Monday, Jan. 23, 1933

Bank of England God

The cult of the Bank of England's deified founder still flourishes among the Indians of the Isthmus of Panama, the Smithsonian Institution reported last week. The Choco Indians of Colombia have recently adopted the cult.

For many years the Smithsonian has been acquiring curious canes used as wands of authority by Indian medicine men in Panama and northern South America. On the heads of the canes, some of them generations old, are carved statuets of their god of medicine. He is a man who closely resembles the U. S. caricature of Bluenose the Prohibitor. He has a long nose, a high hat and European dress. Some carvings are crude, some masterpieces of wood carving. Herbert W. Krieger, National Museum curator of ethnology, noted that all obviously were intended to portray the same individual, a white man.

What white man could have impressed those worshipful Indians enough to earn their deification? Dr. Walter Hough, the Museum's head curator of anthropology, decided that the god was redoubtable William Paterson.

William Paterson (1658-1719) was a Scotsman who early removed to the Bahamas. In the Bahamas he preached to the planters' servants, learned from pirates the lore of the Spanish Main, conceived a scheme. The southern reaches of the Isthmus of Panama were known as Darien. From a peak in Darien Balboa first saw the Pacific. Soon the Spaniards were transporting their Inca loot across the Isthmus.

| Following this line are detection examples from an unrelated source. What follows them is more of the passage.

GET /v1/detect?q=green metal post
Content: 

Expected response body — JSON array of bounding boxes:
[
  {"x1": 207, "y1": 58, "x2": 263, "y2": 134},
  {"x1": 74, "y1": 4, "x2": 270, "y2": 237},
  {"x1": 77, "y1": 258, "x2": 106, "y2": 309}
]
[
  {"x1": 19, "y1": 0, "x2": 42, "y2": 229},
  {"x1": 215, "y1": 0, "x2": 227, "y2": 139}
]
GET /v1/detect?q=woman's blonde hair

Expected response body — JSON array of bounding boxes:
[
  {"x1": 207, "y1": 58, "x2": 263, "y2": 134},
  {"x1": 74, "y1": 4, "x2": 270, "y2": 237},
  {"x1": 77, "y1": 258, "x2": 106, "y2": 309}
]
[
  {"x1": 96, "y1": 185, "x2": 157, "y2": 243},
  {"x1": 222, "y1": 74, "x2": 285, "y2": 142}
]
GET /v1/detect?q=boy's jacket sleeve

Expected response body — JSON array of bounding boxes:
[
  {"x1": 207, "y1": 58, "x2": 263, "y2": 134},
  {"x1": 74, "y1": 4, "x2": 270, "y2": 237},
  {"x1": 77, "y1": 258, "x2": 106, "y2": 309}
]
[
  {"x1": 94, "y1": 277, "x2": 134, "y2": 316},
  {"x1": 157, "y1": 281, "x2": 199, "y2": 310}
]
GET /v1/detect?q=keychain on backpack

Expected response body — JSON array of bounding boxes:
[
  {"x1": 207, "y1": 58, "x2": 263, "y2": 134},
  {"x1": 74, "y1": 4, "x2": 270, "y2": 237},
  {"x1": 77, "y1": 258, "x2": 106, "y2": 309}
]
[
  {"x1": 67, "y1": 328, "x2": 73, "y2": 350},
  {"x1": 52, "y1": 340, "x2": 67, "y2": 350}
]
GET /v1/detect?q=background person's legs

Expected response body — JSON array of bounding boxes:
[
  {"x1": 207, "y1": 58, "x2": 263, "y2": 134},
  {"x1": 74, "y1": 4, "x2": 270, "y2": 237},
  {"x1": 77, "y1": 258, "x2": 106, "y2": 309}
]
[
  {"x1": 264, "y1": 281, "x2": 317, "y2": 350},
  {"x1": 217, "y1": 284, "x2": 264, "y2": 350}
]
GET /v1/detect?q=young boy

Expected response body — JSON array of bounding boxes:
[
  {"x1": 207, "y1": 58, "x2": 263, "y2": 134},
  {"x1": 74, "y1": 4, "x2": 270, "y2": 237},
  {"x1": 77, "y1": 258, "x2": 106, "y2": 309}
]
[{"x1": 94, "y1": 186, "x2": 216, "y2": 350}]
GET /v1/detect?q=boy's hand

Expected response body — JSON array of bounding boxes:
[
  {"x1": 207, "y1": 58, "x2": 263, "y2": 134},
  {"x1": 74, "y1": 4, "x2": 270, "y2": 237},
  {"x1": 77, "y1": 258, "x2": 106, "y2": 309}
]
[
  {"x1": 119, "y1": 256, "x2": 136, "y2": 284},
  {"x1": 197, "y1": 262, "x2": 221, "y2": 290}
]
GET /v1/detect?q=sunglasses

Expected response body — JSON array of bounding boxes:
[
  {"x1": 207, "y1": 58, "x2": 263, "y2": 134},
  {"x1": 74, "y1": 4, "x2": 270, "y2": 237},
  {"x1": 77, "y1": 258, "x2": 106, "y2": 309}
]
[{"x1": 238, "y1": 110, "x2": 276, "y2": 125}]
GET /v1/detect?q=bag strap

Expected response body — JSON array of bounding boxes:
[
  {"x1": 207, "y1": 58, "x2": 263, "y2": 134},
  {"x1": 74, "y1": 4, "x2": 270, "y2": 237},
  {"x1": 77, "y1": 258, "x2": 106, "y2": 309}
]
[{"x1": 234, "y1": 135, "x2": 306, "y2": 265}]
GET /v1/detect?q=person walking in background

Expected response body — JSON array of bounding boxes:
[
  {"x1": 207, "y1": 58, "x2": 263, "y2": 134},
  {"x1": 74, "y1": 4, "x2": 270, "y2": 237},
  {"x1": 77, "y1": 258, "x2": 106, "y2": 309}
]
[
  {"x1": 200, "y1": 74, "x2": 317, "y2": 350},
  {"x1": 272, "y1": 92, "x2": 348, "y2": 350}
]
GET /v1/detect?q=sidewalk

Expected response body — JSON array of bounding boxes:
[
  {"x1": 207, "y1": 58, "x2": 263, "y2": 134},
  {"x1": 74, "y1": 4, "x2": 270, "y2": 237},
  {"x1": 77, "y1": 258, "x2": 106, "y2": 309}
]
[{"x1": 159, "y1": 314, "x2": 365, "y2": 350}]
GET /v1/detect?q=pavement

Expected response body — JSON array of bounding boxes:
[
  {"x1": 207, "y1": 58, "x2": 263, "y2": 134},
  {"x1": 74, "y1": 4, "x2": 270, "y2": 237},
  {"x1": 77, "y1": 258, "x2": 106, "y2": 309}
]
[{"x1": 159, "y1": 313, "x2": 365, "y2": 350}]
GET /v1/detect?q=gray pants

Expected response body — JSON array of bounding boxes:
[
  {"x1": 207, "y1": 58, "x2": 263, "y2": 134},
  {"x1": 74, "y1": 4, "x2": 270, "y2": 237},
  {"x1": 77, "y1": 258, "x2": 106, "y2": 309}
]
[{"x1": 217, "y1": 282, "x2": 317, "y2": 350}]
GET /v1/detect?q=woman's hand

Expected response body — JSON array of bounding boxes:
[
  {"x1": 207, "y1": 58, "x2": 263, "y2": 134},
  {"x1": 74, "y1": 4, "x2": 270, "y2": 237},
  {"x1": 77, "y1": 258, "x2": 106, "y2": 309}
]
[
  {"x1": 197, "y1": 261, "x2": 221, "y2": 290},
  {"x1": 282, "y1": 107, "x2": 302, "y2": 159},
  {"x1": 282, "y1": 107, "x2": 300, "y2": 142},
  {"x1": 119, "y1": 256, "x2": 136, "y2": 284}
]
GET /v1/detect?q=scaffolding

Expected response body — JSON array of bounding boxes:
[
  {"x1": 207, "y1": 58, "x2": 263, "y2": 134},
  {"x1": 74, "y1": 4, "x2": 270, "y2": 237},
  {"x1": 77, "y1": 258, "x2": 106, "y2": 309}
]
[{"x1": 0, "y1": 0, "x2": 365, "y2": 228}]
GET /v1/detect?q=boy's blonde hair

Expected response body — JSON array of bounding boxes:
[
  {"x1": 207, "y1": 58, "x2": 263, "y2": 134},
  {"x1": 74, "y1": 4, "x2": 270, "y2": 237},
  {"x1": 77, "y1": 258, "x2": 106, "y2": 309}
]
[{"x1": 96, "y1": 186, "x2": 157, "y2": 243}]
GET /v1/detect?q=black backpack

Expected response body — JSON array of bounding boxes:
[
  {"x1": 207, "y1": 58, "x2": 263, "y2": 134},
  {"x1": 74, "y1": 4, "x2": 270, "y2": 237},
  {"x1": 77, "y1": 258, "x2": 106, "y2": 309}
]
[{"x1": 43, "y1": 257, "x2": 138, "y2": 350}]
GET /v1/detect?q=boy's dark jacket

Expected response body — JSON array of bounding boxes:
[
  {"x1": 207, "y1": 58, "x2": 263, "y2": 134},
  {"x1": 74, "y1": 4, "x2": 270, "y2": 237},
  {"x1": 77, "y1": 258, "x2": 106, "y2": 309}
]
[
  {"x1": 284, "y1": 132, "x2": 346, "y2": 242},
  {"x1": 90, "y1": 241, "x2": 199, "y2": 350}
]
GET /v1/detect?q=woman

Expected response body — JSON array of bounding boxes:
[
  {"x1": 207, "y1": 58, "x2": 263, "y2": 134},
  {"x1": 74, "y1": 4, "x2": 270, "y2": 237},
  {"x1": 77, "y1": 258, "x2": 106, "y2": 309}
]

William Paterson returned to England, tried in vain to interest the merchants of James II's reign in a company to establish a colony on Darien. Hamburg, Amsterdam and Berlin also rejected him. While trying to find backers, he organized the Bank of England (1694), soon fought with fellow directors, resigned, went to Scotland.

In Scotland he organized the "Company of Scotland trading to Africa and the Indies." In 1698, "amidst the tears and prayers of relatives and friends and countrymen," he, his wife and child accompanied 1,200 colonists to Darien. They settled between Porto Bello and Cartagena, two strong Spanish ports, there intended to build a canal and establish a free trade route "whereby to Britain would be secured the key to the universe, enabling their possessors to give laws to both oceans and to become the arbiters of a commercial world." The Spanish soon drove the colony out. Paterson's family died. He returned to England, helped cement the frail union between Scotland and England, argued incessantly for international free trade, against cheap money.

Along the Panama coast he left his impress. There still is a Caledonia Bay and a Puerto Escoces. The San Blas Indians occasionally breed a blond child. When the San Blas and Choco medicine men want to carve a really imposing fetish on a medicine cane, they give long-nosed William Paterson a waistcoat, shirt, necktie, collar, buttons, striped trousers, paint his coat black or green.